Além disso, algumas entidades internacionais publicam modelos-padrão de contratos de construção que podem ser utilizadas para compreensão de algumas práticas de mercado, como, por exemplo, os modelos publicados pela FIDIC, ICE, AIA, JCT, IChemE, dentre outros.

Por fim, outro possível caminho interessante é a realização de um diálogo entre profissionais de mercado e o ambiente acadêmico, algo que, por sinal, foi um dos objetivos do livro “Direito e Infraestrutura”, anteriormente mencionado.  Muitas universidades fora do Brasil possuem cursos sobre o Direito da Construção e há também, recentemente, uma iniciativa para a realização de um curso de pós graduação aqui no Brasil sobre o tema.

 

PPP Brasil. Quais são os aspectos dos contratos de aliança e de EPC que poderiam gerar, após as adaptações necessárias, inovações positivas nos contratos de concessão brasileiros?

Leonardo Toledo Silva. Toda a tecnologia contratual associada aos contratos EPC e de aliança pode, em tese, ser utilizada em contratações públicas. O contrato EPC, por exemplo, é um modelo que pode aumentar o grau de certeza jurídica sobre o preço e prazo de conclusão das obras do empreendimento, algo de grande valia quando tratamos da utilização de recursos públicos. O contrato de aliança, por sua vez, mostrou-se muito eficiente sobretudo em projetos de maior complexidade, com interfaces e riscos de difícil previsão. Um dado interessante é que, na Austrália, país que obteve maior sucesso com a utilização deste modelo, a maioria dos projetos em aliança possui origem em contratos públicos. O Estado de Victoria, na Austrália,  chegou a publicar algumas versões doProject Alliancing Practitioners Guide, que compila uma série de práticas relacionadas à implantação de projetos em aliança.

 

PPP Brasil. Você poderia tecer alguns comentários sobre o Regime Diferenciado de Contratações Públicas? A nova legislação incorpora algumas práticas do Direito da Construção (por exemplo, o chamado fast track construction), trazendo-as para o âmbito dos contratos administrativos? Qual sua opinião sobre a legislação do Regime Diferenciados de Contratações Públicas?

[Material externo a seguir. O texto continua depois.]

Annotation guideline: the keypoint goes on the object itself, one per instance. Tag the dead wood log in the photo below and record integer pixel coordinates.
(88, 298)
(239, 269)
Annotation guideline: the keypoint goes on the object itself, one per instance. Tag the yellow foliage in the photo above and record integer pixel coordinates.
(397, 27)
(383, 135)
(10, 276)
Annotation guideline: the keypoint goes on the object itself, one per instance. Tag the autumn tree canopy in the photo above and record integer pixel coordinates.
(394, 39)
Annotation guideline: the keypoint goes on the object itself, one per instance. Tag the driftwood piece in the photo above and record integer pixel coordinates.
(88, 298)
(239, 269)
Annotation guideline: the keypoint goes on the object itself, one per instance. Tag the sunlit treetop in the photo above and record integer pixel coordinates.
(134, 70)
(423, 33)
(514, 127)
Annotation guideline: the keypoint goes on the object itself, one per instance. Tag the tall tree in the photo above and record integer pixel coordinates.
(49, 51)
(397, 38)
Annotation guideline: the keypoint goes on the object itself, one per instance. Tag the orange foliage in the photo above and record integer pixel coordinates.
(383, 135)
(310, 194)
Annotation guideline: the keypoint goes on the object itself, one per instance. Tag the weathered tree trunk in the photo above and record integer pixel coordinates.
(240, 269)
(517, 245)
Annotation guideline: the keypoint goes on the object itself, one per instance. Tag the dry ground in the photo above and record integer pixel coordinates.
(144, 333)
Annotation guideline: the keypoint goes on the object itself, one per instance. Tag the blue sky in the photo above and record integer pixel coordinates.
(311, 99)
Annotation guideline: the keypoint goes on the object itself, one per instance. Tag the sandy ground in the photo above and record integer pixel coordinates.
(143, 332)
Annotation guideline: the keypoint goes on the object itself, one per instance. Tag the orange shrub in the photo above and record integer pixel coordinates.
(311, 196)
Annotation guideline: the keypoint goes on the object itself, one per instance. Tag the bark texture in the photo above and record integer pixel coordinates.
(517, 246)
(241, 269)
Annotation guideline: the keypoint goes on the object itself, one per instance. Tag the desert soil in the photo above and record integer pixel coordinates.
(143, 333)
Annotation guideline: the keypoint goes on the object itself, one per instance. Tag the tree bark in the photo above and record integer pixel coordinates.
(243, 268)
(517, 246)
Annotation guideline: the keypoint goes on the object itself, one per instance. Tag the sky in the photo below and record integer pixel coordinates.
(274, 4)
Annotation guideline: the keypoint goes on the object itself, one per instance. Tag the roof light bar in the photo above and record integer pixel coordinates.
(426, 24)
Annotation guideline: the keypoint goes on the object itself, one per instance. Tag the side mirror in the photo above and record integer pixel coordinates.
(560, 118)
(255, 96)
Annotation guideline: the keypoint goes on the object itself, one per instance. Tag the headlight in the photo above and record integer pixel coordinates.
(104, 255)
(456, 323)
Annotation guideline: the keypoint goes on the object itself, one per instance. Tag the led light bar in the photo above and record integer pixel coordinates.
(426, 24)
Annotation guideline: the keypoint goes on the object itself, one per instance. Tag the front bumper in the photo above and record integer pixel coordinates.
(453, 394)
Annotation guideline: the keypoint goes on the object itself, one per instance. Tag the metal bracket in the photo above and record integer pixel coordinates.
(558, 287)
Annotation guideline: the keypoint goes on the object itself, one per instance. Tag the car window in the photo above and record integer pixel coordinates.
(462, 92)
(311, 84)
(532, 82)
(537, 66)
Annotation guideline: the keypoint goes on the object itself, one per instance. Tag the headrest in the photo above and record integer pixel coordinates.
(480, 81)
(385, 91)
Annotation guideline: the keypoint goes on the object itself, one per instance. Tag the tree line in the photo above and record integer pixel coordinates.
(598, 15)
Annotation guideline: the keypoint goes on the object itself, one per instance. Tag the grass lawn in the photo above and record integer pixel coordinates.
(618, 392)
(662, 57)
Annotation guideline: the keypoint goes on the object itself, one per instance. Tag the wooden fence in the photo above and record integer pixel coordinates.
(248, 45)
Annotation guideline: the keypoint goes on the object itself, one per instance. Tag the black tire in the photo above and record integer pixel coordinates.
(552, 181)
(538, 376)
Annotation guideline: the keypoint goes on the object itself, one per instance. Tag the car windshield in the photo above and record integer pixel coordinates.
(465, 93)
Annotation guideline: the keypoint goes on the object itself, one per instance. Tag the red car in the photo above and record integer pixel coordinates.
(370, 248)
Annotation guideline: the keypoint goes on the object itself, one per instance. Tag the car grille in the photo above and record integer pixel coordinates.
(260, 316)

Leonardo Toledo Silva. Creio ser um teste válido. Acredito que o chamado RDC pode fornecer elementos para uma discussão mais ampla a respeito dos modelos de contratação pública. Embora tenha havido muita crítica ao RDC, especialmente por conta da questão do orçamento sigiloso contido no art. 6o da Lei 12.462/2011, o fato é que o regime geral trazido pela Lei 8.666/93 é notoriamente ineficiente, sobretudo por sua falta de agilidade e pelo excesso de burocracia e formalismo. O debate, por si só, é mais que necessário. Alguns aspectos do RDC merecem destaque, como a possiblidade de integração da contratação dos serviços de engenharia e construção, contida no art. 9o. Esta disposição reflete, por sinal, a concepção dos contratos EPC/Turnkey, que é de dificultar o empurra-empurra de responsabilidades entre os diferentes contratados. Cabe à administração pública manter diálogo aberto com o mercado para que possa fazer eventuais adaptações à forma de gestão e fiscalização dos projetos contratados de forma integrada.

 

PPP Brasil. Em recente artigo de sua autoria (“Contratos de aliança: estamos preparados?”), você indica percepções decorrentes de uma conferência sobre contratos de aliança, realizada na Austrália, e de sua experiência profissional com tais contratos. Neste texto, você menciona o documento “The Practitioners’ Guide to Alliance Contracting”, editado pela Secretaria da Fazenda do Estado de Victoria, na Austrália. O referido manual tem o objetivo de recomendar práticas consistentes para a adoção do modelo aliança pelas autoridades contratantes. Você considera que o contrato de aliança pode se tornar uma realidade para o poder público brasileiro? Quais os aspectos positivos do contrato de aliança em relação aos contratos de concessão? Quais as dificuldades que se pode enfrentar neste modelo de contratação?

Leonardo Toledo Silva.  Considero possível a utilização do modelo aliança também em âmbito público, embora talvez não em curto prazo. É verdade, no entanto, que seria necessário todo um processo de adaptação jurídica e de gestão pública para que pudéssemos fazer uso deste modelo no setor público.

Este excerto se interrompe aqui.